How often do you eat legumes? If you don't follow a vegetarian or vegan diet, I bet that the answer is "sometimes" or "rarely" and to the question, "how often do you eat fermented foods like tempeh?" the answer is probably "rarely" or "never".
This happens for two reasons. On the one hand, because fermented food is quite foreign to our traditional eating habits. On the other hand, we are led to exclude legumes from the diet due to intestinal problems (swollen belly, constipation, flatulence) even if these consequences are nothing more than the result of the disaccustom of consuming legumes!
Those who regularly eat legumes have "specialized" bacterial flora capable of tolerating them and can manage them well without incurring annoying abdominal pains. Let's find out more about the two protagonists of today's recipe: tempeh and chickpeas.
Tempeh is originally from Indonesia and its best-known version is that derived from soy.
Tempeh is made by fermenting cooked soybeans thanks to the molds of the Rhizopus genus. The fermentation takes place for about 2-5 days at 30 degrees, and during this time the hyphae develop which inserts themselves into the beans by binding them together. For molds to be able to penetrate beans, the seeds themselves must be stripped of the fibrous envelope.
Tempeh is also extremely versatile in the kitchen, and is often used as a substitute for meat in stews, sauces, or fried. The best way to use it, however, is raw or warmed, combining it with other ingredients only at the end of their cooking, or accompanying it alone to the preferred seasoning. Only in this way is its probiotic properties are preserved.
It is a good idea to include tempeh in your diet because it is an exceptional source of probiotics.

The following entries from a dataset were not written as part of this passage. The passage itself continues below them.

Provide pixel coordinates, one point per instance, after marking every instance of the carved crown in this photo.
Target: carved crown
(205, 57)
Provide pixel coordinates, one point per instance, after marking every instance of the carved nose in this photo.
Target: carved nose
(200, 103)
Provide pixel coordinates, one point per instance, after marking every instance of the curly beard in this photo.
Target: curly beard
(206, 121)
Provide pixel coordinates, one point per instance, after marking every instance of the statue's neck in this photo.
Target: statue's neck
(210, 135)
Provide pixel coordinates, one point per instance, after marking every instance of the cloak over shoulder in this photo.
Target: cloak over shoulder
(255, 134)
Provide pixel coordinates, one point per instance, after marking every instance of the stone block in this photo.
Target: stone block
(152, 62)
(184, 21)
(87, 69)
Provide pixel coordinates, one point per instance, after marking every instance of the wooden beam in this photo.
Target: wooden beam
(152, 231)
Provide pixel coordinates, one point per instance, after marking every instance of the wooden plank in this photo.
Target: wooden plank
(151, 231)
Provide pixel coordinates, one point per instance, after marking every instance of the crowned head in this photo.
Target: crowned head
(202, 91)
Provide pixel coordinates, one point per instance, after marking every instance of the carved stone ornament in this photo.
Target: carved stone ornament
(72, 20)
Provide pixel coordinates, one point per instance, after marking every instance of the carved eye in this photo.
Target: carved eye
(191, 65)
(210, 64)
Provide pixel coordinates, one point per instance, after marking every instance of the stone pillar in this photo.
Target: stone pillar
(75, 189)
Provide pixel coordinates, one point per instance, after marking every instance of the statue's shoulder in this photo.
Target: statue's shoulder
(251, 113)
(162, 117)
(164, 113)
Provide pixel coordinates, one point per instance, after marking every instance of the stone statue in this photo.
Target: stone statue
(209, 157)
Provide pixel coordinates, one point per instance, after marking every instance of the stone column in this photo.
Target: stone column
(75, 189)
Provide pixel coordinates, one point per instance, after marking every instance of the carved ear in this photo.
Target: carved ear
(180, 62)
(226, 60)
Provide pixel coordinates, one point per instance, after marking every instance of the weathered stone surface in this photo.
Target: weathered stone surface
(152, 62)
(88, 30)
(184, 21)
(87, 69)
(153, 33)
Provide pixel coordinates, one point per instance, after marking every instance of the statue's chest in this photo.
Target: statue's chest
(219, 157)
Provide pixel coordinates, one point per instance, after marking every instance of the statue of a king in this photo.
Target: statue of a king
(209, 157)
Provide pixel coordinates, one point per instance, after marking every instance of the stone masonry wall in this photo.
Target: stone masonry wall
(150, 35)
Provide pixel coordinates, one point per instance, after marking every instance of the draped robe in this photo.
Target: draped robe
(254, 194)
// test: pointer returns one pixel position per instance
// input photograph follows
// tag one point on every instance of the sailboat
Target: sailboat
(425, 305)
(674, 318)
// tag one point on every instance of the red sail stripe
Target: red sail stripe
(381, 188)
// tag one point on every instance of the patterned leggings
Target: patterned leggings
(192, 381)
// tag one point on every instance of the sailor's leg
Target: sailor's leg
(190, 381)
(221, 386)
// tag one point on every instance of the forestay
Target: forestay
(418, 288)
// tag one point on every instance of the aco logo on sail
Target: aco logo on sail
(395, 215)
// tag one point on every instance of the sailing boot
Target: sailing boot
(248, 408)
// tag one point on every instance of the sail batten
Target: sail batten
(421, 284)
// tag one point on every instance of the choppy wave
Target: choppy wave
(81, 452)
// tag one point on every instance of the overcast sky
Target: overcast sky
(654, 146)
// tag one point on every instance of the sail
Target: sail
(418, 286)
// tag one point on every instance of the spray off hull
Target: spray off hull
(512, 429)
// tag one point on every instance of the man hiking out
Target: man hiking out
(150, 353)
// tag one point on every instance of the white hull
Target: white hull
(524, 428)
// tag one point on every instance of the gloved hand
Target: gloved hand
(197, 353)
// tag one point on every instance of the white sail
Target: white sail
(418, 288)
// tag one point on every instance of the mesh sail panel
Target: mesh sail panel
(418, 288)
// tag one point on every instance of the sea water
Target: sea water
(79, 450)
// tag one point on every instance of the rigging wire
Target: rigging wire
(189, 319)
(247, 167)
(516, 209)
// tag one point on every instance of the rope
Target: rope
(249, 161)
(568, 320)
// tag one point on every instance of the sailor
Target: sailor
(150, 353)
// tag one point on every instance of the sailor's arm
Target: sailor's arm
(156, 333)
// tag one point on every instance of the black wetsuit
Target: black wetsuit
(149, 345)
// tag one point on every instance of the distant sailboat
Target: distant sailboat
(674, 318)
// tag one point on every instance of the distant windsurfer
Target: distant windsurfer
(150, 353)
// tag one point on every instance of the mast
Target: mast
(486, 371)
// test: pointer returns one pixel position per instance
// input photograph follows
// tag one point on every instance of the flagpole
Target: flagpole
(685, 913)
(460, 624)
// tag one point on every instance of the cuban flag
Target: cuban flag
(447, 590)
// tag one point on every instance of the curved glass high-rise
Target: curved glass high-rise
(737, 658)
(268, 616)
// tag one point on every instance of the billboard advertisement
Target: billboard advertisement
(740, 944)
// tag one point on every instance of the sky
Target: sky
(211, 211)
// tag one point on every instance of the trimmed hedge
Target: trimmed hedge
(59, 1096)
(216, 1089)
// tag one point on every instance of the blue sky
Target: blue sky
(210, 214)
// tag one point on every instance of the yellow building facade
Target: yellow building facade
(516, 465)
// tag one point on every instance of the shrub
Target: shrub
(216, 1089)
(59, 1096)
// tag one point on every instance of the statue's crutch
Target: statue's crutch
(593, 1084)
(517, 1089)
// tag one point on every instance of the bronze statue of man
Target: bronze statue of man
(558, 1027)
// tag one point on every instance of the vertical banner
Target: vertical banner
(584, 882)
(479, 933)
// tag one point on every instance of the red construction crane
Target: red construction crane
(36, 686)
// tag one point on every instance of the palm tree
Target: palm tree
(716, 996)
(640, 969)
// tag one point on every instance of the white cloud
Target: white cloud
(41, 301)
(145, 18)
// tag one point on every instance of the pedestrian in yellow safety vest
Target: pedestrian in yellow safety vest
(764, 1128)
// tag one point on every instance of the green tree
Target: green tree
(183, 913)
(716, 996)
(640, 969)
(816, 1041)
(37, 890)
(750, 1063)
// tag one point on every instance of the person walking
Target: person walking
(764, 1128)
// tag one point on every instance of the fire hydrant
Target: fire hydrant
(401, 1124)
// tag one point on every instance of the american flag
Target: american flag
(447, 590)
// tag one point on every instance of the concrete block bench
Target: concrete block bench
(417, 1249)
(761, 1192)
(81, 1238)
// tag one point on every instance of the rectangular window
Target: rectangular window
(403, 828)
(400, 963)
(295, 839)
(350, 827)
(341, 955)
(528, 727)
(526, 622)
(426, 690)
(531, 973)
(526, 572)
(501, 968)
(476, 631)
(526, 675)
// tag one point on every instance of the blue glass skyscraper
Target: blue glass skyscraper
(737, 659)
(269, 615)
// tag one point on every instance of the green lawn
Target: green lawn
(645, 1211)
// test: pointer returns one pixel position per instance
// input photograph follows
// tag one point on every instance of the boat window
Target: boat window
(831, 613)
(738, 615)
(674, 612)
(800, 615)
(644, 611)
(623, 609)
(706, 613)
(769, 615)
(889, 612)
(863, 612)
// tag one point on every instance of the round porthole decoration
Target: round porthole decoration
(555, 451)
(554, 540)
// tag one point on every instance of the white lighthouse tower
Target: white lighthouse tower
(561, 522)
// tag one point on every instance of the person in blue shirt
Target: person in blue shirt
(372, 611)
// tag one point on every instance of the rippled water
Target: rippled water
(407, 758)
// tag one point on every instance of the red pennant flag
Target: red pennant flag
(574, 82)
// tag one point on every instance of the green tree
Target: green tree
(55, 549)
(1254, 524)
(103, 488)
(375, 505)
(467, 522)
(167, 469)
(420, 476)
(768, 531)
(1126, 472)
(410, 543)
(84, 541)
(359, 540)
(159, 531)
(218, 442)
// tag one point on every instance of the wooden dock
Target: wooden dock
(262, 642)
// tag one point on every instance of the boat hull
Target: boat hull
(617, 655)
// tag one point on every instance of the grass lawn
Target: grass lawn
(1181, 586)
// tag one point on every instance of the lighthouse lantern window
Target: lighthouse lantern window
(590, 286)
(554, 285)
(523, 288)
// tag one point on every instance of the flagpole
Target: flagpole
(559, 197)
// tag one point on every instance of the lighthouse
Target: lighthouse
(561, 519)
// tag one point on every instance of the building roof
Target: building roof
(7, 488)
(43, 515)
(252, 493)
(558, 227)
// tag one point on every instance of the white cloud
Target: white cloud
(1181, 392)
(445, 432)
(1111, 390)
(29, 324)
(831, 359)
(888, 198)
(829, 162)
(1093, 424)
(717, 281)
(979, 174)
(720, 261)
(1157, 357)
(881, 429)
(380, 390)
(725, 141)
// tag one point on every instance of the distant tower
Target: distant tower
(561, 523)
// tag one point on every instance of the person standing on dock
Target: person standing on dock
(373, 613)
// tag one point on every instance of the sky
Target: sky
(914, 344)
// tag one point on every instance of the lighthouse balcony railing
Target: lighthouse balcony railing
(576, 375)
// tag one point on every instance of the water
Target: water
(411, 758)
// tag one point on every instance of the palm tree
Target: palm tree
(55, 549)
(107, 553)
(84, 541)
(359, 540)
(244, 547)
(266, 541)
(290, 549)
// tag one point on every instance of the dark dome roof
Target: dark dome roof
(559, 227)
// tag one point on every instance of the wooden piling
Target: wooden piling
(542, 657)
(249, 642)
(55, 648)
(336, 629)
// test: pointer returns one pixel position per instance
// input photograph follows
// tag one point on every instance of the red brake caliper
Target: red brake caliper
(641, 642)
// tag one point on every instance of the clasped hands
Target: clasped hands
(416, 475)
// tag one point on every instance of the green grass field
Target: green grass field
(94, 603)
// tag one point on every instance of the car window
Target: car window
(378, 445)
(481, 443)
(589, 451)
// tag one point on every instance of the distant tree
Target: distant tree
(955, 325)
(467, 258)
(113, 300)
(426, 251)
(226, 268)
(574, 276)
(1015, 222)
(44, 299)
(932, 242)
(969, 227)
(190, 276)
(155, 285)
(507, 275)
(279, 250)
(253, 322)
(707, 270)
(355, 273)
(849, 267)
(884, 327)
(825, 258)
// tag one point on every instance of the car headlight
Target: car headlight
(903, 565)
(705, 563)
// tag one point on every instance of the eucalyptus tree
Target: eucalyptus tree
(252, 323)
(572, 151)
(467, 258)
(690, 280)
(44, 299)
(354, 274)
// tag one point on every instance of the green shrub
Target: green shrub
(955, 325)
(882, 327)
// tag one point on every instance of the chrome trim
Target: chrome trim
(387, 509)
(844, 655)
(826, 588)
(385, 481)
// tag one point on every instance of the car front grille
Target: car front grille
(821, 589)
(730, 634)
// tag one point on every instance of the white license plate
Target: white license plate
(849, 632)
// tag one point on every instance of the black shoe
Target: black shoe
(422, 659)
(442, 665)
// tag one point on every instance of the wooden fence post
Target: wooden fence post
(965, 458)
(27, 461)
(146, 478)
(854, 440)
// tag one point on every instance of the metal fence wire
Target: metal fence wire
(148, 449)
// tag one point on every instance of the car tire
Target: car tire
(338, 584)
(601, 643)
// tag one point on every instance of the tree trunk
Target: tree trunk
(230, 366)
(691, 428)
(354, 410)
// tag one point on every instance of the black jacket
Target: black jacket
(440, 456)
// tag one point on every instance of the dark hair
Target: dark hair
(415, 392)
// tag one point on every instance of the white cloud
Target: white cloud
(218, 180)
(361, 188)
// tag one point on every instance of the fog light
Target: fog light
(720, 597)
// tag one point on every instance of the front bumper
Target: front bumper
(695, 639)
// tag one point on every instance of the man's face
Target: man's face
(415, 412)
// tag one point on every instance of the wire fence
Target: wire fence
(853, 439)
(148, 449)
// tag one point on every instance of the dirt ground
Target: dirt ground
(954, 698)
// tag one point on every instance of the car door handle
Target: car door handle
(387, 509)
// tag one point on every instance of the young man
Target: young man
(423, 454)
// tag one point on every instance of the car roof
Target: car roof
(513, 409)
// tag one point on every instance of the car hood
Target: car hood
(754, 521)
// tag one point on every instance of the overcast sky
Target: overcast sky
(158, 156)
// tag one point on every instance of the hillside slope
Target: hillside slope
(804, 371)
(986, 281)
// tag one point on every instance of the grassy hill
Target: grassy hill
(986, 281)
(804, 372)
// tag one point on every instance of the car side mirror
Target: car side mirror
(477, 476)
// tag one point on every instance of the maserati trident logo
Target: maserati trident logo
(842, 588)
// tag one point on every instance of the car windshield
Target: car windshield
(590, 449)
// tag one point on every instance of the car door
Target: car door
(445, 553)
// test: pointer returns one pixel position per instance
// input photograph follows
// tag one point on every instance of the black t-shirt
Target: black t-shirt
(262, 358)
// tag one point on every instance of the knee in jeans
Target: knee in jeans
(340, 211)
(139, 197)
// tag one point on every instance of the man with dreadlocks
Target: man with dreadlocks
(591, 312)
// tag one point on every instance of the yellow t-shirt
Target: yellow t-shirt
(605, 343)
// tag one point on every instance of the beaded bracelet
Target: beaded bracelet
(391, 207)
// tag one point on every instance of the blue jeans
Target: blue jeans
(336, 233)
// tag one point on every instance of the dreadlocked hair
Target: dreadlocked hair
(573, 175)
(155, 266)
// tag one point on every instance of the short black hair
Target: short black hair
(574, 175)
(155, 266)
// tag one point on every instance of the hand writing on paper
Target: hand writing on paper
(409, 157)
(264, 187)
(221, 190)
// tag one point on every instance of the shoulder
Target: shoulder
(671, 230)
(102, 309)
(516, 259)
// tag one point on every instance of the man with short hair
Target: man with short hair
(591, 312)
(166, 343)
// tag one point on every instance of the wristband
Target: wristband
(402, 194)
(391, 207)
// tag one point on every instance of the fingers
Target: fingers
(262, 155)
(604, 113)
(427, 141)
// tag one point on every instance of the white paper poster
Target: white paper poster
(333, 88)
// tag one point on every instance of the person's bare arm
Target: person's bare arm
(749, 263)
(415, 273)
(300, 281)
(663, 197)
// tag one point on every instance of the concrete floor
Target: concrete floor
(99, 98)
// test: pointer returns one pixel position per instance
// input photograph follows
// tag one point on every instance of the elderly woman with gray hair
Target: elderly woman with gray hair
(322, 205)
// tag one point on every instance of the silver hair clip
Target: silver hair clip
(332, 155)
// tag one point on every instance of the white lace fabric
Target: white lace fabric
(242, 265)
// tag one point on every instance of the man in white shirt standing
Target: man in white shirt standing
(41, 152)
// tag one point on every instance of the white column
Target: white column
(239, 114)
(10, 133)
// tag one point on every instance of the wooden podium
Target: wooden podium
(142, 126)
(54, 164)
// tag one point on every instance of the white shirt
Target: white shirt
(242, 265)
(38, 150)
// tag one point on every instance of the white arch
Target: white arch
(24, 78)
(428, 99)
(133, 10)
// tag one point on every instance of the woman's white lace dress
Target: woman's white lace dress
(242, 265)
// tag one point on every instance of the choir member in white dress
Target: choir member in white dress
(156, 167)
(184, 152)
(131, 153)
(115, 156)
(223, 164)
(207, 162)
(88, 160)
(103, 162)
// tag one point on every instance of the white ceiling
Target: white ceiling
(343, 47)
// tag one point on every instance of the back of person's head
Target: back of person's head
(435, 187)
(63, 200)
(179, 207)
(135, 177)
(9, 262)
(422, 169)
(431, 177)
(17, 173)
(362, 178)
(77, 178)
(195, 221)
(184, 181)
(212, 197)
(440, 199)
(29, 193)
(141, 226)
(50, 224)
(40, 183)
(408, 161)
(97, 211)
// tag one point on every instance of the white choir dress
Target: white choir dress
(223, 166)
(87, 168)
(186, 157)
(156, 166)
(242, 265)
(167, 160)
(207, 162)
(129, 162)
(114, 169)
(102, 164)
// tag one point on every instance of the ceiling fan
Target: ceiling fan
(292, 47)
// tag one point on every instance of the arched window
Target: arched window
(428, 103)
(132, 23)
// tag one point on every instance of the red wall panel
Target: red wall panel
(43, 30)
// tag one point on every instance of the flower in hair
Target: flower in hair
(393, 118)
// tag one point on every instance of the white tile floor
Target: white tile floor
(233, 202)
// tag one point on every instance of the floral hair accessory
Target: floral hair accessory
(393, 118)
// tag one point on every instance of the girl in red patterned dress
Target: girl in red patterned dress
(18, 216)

Microorganisms are still alive and vital at the time of consumption and therefore contribute to enriching the bacterial colonies that form our intestinal microbiota.
Chickpeas contain a remarkable variety of vitamins, minerals and beneficial elements for the body:
- B vitamins (B1, B2, B3, B5, and B6),
- vitamin C and E,
- potassium, calcium phosphorus and magnesium,
- omega 3,
- dietary fiber.
They also have high satiating power. It is always recommended to consume chickpeas (and other legumes) together with a whole-grain cereal (for example a plate of brown rice) to complete its amino acid pool.
Tempeh and chickpeas meatballs with tomato sauce
Today's recipe is a dietetic and veg reinterpretation of the famous Italian recipe of meatballs with sauce. We will in fact make delicious vegetable meatballs with sauce suitable for everyone, vegetarian, vegan and otherwise.
Watch the video with the recipe preparation!
- 150g natural tempeh
- 240g of cooked chickpeas
- 1 tablespoon of parmesan (vegetarian option) or flake yeast (vegan option)
- Garlic and onion powder
- Salt to taste.
- 300ml of organic tomato sauce
- 1 red onion
- Water to taste
- Raw oil (optional)
- First mix the tempeh and the well-drained chickpeas. Add salt and spices, parmesan or flake yeast (they are optional but still recommended for the final flavor).
- Create a consistency similar to pongo, in this way it will be easy to handle the dough and create meatballs.
- Form meatballs of the size and shape you prefer by working a little dough with your hands. Alternatively, you can make hamburgers, giving the shape with your hands or helping yourself with a pastry cutter.
- In the meantime, finely chop an onion or a shallot, and leave to dry in a non-stick pan together with a drop of water.
- At this point, pour the tomato sauce and season with salt. Let the sauce cook completely, and only then dip the meatballs.
- They will have to warm up for 1 or 2 minutes maximum otherwise they will melt! Alternatively, you can cook the meatballs separately in a red-hot non-stick pan, a couple of minutes per side, or in the oven at 180 degrees for 5 minutes.
Macros for the recipe:
C 43 g; P 74.6 g; F 12.5 g
Today's recipe is ideal for helping to reduce meat consumption and create excellent veg burgers. It is also an example of how to use tempeh and legumes in the kitchen, to insert these food sources into our daily diet, always taking care to maximize the taste and goodness of the prepared dishes!